You'd think at 42 I would have some idea of what I want to do/be as a grown-up. I've been playing with the notion of a vision board, a tangible reminder of what I want to accomplish. Something that helps me focus when having a bad day. Something that says "YOU CAN DO IT!"
Now that the anger of the Crohn's diagnosis has dissipated some, I am working on what my "new normal" will entail. I refuse to let go of our dream of traveling all over the world when the last kid heads to college. We married young and then had a baby almost 2 years later while we were just poor college kids trying to survive. We are finally in a place financially to make those long ago dreams come true and I will not allow Crohn's to mess that up.
So what does this new chapter look like? Honestly, I haven't a clue. I'm just trying to make it one day at a time.

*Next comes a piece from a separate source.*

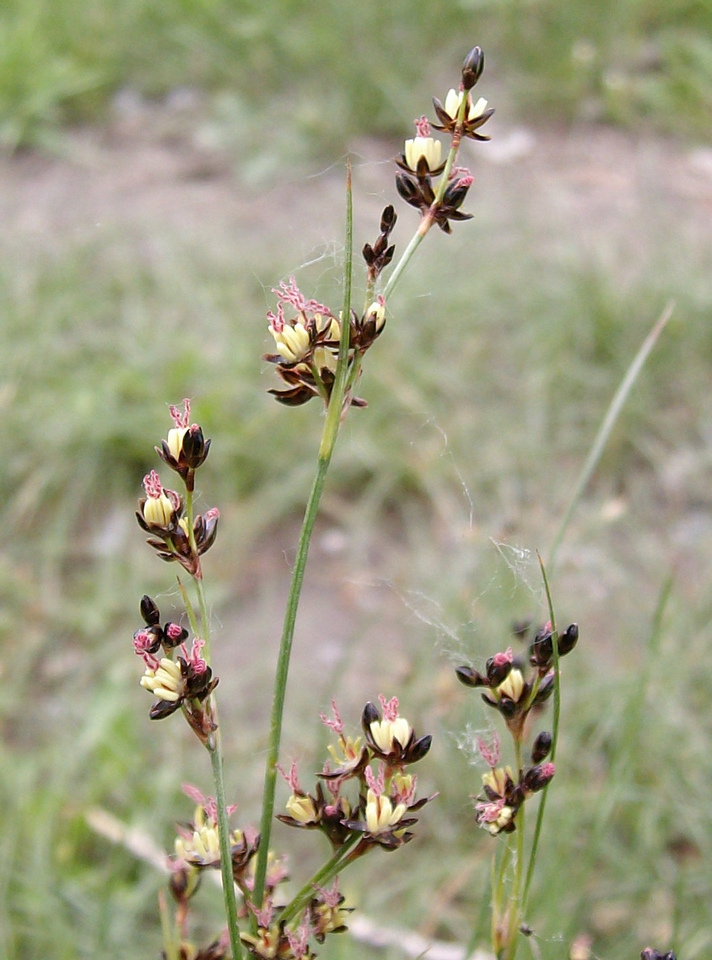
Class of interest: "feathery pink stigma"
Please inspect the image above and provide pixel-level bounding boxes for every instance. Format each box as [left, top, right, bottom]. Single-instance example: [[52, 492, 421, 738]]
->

In my efforts to make the most of each day I have a little routine every morning:
- Rise and shine somewhere between 7 & 8 every morning regardless of how little sleep I had the night before. Sometimes I get a full 8 hours but mostly it's somewhere between 4 & 6 due to pain. My goal is that I will be ready for bed at a decent hour (before midnight) if I suck it up and get moving after a bad night.
- Eat breakfast and drink coffee while having some personal quiet time. I use this time to read, journal, pray or just meditate. I find this gives me a chance to wake up and bring my mind to a healthy place before the insanity of a busy day hits.
- I take my morning meds which consists of 1/2 hydrocodone 10-325 and a bentyl to help decrease the abdominal pain and cramping I have every morning. If I do this and get the pain managed, my day is 100x better. I've tried not taking 1 or both of these and it just makes for a rough day. So, for now, this is how it goes.
- I run my essential oil diffuser with a blend of various oils depending on what I'm feeling at the moment. I'm a believer in aromatherapy and it's benefits. My oldest son told me it's just a mental game I'm playing but I don't care, it works for me. Besides, he's young and healthy what's he know? ;) (He's actually waaaaay smarter than me.)
I'm also working on being thankful. No matter what the day brings there is always something to be thankful for. When I point my mind in this direction I realize that ALL of my basic needs are fully and completely met. I am clothed, fed, and sheltered. Anything beyond those is icing on the cake.
- I am loved by an amazing man--icing.
- I am the mother of 2 awesome boys--icing.
- I have a loving family and in-laws--icing.
- I have too many friends to keep count of--icing.
- I have a working car that is far beyond my needs--icing.
- I have a plethora of shoes--double layer of icing.
Do you see what I mean? When I am feeling sorry for myself, I just need to take a minute to realize that I have it pretty darn good. This gives me the strength, the will, the determination to make every moment count. To be my best self. And when I fail at that, I pick myself up and try again. I refuse to be my own worst enemy.
I used to ask my kids "Is it true?" when they would be upset because of some derogatory comment someone said about them. They'd think about it for a minute and then answer "no, it's not true" to which I would reply "tell me, what is true then." They would go on to list positive attributes of themselves like "I am nice, considerate, fun, smart, etc..." I decided this is an exercise I must do with myself now. I can no longer allow Crohn's to tell me who I am.
- I cannot believe the lies it tells me.
- I cannot be bound by the ropes it tries to tie me up with.
- I will not allow Crohn's to crush my spirit.
- Or dictate my future.
I will deal with this disease, I will take care of myself and I will persevere. I may have to take the occasional detour or sit out a game or two but I will live my life to it's fullest. I am determined.